Я сам не заметил, как уснул.
Я вырубился, лёжа на кровати с гитарой в руках. Но уже после того, как убрал в холодильник «Птичье молоко» и поставил в уме галочку напротив воображаемой строки с надписью «торт готов». Я помнил, как сыграл простенькую мелодию, напомнившую мне о Марго и о прошедшей ночи. Прикрыл глаза и будто расслабился при мысли о том, что выполнил обещание.
Разбудил меня голос Артурчика.
— Серый, ты спишь? — спросил он.
Я поморгал — прогнал с глаз мутную пелену. Обнаружил, что по-прежнему лежу на кровати (в «домашней» одежде). Гитару в своих руках не обнаружил — та чудесным образом переместилась к шкафу. Заметил, что небо за окном уже не выглядело ярким, словно наступили сумерки. Скользнул взглядом по комнате — своего младшего брата не увидел. Перевёл взгляд на лицо Артура.
— А Кир где? — спросил я.
Прохоров пожал плечами.
— Я сам хотел это у тебя узнать, — сказал он.
— У меня?
Я уселся, протёр глаза.
Взглянул на часы — до визита Ильи Владимировича осталось чуть меньше часа.
Запрокину голову, посмотрел на Артурчика.
— Вы же с ним вместе ушли, — сказал я.
Прохоров помотал головой.
— Кир к девкам не пошёл, — сообщил он. — Сказал, что у него какие-то дела.
— Какие дела?
Я громко зевнул, прикрыв рот ладонью.
Прохоров развёл руками.
— Понятия не имею. Он сегодня с самого утра был слегка того…
Артур покрутил пальцем у виска.
— Я подумал: может, дома у вас что-то случилось… — сказал он.
Прохоров замолчал, посмотрел мне в глаза.
Я покачал головой и снова зевнул
Артурчик вздохнул, потёр усы.
— Ты это… Серёга, скажи ему… когда вернётся, — попросил он, — что мы с девчонками его ждём.
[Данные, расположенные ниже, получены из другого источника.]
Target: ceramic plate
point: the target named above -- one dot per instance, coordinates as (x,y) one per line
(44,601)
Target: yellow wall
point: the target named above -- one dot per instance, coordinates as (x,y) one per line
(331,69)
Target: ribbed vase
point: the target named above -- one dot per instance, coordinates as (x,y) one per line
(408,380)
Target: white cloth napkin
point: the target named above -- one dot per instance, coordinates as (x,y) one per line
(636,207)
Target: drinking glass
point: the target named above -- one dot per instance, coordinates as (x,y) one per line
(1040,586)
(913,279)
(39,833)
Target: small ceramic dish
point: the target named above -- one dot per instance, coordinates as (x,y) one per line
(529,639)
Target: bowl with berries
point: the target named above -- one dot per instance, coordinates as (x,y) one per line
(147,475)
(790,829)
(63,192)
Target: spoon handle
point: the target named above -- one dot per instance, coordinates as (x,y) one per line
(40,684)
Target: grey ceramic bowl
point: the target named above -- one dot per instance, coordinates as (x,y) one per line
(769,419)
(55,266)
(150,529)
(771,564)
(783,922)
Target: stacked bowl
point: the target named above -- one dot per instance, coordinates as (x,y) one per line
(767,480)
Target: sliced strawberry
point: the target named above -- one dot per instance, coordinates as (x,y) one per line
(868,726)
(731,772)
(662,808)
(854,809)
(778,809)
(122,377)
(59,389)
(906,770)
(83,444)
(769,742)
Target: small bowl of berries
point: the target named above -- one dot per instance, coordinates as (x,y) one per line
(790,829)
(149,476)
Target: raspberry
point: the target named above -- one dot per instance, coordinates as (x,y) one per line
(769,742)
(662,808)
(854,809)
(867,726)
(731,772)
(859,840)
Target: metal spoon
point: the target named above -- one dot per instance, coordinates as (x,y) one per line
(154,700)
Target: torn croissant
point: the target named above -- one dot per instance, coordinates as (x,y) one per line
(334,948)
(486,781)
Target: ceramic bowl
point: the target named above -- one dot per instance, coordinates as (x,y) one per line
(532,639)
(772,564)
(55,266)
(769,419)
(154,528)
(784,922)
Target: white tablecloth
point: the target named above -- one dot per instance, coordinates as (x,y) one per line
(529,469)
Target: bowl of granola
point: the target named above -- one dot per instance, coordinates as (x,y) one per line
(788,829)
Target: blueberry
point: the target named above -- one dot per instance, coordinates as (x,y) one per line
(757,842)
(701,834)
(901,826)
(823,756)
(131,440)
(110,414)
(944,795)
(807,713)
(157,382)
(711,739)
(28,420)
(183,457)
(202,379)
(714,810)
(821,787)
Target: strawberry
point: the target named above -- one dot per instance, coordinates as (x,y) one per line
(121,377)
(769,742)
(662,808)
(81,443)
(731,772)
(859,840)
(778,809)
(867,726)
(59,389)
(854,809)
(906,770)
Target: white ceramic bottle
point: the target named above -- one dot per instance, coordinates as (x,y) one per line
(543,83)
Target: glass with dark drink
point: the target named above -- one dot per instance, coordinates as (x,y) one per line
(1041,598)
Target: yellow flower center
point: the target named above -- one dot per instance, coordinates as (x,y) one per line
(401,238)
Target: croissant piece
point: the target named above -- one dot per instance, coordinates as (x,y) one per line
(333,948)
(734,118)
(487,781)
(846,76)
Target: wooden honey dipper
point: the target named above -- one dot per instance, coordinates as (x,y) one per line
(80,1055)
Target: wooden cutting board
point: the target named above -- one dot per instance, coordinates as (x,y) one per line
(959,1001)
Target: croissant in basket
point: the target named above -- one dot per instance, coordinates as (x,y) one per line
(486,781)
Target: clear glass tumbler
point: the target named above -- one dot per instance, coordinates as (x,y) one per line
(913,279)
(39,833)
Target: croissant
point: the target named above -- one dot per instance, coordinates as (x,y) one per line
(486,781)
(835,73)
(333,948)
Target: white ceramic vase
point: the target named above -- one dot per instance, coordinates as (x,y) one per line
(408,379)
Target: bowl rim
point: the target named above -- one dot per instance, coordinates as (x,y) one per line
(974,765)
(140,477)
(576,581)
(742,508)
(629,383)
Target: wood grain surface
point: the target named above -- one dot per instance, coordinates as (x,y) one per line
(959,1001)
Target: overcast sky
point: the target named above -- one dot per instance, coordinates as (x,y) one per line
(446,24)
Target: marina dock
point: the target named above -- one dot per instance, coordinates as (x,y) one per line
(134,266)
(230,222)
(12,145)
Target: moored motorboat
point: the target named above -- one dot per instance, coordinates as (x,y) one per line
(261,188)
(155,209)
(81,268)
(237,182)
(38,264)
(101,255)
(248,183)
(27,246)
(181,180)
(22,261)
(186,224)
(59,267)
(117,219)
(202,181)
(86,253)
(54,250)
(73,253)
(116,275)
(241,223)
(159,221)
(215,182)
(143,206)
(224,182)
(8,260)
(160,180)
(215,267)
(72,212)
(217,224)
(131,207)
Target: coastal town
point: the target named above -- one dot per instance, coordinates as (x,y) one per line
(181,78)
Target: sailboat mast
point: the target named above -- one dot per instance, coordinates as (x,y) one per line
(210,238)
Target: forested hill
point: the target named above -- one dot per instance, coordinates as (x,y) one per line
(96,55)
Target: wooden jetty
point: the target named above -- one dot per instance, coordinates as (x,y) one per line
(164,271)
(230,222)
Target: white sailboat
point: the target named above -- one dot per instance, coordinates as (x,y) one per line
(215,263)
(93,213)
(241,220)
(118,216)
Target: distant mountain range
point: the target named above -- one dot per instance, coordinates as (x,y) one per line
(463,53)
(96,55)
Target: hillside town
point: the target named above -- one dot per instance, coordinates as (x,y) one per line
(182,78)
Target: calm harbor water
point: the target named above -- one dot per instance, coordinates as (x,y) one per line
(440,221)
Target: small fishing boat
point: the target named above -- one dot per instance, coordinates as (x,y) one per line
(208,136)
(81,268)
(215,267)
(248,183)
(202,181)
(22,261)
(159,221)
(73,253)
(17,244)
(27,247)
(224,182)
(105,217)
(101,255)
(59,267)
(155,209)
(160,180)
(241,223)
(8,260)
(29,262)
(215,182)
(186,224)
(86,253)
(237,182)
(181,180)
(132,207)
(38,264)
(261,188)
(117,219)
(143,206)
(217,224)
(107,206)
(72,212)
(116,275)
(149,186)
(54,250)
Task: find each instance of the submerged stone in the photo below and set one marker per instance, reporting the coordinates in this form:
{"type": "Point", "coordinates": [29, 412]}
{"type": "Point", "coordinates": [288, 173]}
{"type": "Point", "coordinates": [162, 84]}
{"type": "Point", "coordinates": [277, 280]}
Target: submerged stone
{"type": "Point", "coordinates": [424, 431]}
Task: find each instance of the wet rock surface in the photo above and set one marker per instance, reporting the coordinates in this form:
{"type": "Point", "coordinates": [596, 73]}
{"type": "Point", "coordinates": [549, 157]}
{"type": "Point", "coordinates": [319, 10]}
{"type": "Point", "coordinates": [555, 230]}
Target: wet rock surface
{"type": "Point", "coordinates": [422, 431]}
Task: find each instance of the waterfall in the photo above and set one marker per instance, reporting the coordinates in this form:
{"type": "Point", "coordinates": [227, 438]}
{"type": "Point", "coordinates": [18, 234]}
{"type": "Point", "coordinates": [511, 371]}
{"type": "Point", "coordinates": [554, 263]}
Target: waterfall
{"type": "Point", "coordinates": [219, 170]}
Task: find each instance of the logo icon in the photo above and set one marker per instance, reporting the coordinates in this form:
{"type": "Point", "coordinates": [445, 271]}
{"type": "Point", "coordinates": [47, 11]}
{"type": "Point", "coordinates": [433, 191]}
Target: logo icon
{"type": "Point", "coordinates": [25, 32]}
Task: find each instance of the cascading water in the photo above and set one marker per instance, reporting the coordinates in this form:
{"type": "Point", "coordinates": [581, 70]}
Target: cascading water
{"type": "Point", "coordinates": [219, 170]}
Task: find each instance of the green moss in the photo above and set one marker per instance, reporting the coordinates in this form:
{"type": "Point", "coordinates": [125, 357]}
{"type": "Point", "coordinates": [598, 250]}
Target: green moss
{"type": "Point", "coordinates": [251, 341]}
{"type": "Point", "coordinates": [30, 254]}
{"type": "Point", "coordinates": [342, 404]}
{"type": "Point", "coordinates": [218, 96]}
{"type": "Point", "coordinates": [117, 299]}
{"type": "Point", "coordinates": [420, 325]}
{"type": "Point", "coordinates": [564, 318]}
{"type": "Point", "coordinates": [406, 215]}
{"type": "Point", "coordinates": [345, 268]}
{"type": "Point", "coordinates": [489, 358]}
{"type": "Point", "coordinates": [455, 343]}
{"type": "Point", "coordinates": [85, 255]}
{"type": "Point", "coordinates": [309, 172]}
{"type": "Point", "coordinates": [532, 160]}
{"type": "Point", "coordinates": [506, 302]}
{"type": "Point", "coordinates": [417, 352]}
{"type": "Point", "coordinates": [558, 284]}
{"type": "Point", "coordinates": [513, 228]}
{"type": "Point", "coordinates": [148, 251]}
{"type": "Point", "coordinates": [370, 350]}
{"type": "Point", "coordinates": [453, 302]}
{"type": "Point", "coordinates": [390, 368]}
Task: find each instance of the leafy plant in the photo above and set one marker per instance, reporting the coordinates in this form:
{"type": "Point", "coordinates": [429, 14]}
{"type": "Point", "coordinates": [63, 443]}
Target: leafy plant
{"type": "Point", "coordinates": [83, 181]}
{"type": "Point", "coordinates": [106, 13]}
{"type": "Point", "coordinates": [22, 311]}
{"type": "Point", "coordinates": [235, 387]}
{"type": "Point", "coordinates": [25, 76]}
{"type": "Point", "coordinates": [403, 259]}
Илья Владимирович не опоздал. Мне даже почудилось: он намеренно выждал в коридоре пару минут и постучал в мою комнату точно в оговоренное время. Я распахнул дверь. Увидел, что директор швейной фабрики явился в общежитие в пошитом на заказ сером костюме и при галстуке. Он топнул каблуками до блеска начищенных полуботинок — переступил порог. Я отметил, что Прохоров выглядел бодрым и весёлым. Почувствовал: Илья Владимирович источал приятный запах одеколона, просто кричавший о его иностранном происхождении. Прохоров поприветствовал меня вслух, пожал мне руку. Окинул взглядом комнату — задержал взгляд на кровати своего сына: будто проверил, правильно ли Артурчик её заправил.
Об Артуре он меня не спросил. Прошёлся от стены до стены (точнее, от кровати до кровати). Осмотрел на полке стройную шеренгу потёртых учебников и словарей (Артурчик привёз их из дома). Выглянул в окно, где покачивали ветвями прятавшиеся в полумраке деревья. Увидел мою гитару — тут же поискал глазами гитару Артура, но не нашёл её: Артурчик унёс её сегодня в «женский» корпус (наверняка снова пел там «под Высоцкого»). Прохоров поинтересовался, как мы «здесь» живём. Я заверил Илью Владимировича, что живём мы «дружно и просто прекрасно». Вынул из холодильника торт, поставил его на стол, снял с него сооружённый из газеты колпак. Заметил, как на затвердевшей шоколадной глазури блеснула капля воды.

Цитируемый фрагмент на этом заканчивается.